Наследство (Гайворонская) - страница 125

– Детка, – проговорил он, коснувшись Нининого плеча. – Отвлекись. Пойди прогуляйся. У тебя уже под глазами круги. Никуда не денутся эти чертовы проекты.

– Ты прав, – как-то безвольно согласилась Нина. – У меня уже глаза на лоб скоро вылезут.

Уже выходя, Нина обернулась и тихо проговорила:

– Все-таки дурак ты, Асим…

– Я знаю, – сказал он, грустно усмехнувшись, когда дверь за Ниной плотно затворилась. – Но нельзя же бесконечно быть самым умным.

Чуть в сторону и вглубь от туристической зоны, и попадаешь в бедные кварталы. Обшарпанные домики, старухи, замотанные в платки, грязные дети, резвящиеся среди мусорных куч.

«Почти как в Москве, – подумалось Нине, – два шага от центра – и трущобы. Только там дома выше да солнца не видать».

Жители, в основном женщины и те же дети – мужчины торчали в своих лавчонках вдоль дороги, – неприязненно косились на дорогую машину. Нина приостановилась, спросила, где она может найти старика Аванди. Владелец цветочной лавки поведал ей, что он держит небольшую обувную мастерскую возле дома. Женщины мотали головой, не понимая ни по-английски, ни по-немецки, ни по-русски. С подростками оказалось проще. В основном все подрабатывали возле отелей. За полдоллара смуглый быстроглазый паренек сел в машину, чтобы показать дорогу. О чем Нина тотчас пожалела, поскольку, попав в салон, он тут же забыл о цели своего пребывания в «мерседесе» и самозабвенно тыкал пальцами во все, что мигало и горело на панели приборов, заодно пытаясь уцепить руль. Когда же они все-таки приехали, больших трудов стоило вытряхнуть проводника обратно в знойный послеполуденный квартал, пахнущий свежевыделанной овчиной, жареной форелью и невывезенными отходами.

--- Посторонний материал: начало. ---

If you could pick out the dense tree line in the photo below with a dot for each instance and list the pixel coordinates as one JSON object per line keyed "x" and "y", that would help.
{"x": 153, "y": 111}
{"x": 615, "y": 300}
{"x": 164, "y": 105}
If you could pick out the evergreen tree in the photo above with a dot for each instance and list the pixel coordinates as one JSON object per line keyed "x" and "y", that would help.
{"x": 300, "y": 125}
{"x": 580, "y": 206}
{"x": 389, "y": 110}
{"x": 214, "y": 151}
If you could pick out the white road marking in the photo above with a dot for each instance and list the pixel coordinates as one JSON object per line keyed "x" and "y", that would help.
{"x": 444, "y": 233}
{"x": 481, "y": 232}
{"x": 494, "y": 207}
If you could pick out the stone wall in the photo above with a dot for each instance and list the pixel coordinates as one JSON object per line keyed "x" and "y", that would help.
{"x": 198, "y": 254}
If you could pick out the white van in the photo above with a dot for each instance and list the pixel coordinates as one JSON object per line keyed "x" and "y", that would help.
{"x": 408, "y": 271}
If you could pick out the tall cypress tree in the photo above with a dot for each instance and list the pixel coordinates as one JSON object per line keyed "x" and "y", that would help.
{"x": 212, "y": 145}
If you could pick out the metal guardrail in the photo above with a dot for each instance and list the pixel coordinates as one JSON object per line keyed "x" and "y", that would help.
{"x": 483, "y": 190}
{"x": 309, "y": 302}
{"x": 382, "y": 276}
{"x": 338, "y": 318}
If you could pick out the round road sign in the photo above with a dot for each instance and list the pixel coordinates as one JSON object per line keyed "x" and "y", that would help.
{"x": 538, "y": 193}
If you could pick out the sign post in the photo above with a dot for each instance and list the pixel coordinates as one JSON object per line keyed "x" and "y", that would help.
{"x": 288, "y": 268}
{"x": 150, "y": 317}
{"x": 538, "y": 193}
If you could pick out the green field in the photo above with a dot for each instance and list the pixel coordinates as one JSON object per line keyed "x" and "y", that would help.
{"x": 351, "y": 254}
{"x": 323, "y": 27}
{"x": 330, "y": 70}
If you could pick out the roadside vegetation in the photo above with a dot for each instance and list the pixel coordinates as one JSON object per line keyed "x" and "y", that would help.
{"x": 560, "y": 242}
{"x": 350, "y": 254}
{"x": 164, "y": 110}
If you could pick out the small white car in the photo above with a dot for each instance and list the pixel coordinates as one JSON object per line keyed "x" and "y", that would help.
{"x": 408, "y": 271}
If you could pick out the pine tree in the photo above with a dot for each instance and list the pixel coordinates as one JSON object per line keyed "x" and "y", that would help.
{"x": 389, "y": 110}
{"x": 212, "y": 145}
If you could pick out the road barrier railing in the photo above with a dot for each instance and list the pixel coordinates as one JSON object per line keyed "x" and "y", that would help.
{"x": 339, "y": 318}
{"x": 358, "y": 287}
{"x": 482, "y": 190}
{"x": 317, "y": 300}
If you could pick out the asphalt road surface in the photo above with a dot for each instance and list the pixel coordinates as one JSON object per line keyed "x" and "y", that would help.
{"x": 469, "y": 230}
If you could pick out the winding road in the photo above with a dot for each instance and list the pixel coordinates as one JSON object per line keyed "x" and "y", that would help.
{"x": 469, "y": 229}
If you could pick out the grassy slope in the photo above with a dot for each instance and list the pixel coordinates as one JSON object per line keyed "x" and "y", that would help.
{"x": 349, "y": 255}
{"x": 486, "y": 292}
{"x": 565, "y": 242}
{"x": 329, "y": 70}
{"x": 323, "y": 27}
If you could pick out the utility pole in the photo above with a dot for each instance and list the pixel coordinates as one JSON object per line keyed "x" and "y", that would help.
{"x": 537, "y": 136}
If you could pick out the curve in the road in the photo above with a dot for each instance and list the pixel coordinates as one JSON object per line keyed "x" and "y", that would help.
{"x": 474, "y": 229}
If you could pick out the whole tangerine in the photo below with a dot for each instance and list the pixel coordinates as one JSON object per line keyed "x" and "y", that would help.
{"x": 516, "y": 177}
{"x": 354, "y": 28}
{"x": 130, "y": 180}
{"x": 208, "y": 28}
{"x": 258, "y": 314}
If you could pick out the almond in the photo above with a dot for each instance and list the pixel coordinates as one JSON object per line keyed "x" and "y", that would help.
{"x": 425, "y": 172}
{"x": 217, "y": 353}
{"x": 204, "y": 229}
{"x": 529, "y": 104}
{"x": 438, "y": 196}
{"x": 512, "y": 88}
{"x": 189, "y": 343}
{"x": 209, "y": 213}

Нина вошла внутрь кособокой пристройки к дощатому забору, за которым притулилась серая одноэтажная мазанка, преодолевая в себе коктейль из неприязни, неуверенности и сочувствия. Здесь пахло той же кожей и клеем. И бедностью, сочившейся из щелей, прячущейся за допотопной машинкой, за которой сгорбился старик с черными руками. Услышав, что дверь приоткрылась, он с надеждой поднял голову, но тотчас нахмурился и что-то резко спросил.

– Я не говорю по-турецки, – сказала Нина.

Он сделал рукой размашистый жест, означавший: «Убирайся вон».

– Здесь кто-нибудь говорит на английском или немецком? – проигнорировав радушное приветствие, громко спросила Нина.

– Я, – быстро раздалось за спиной. Это был тот же паршивец, что едва не разобрал на запчасти Нинин автомобиль.

Старик что-то снова произнес с гримасой крайней брезгливости на темном от загара и кожаной пыли лице.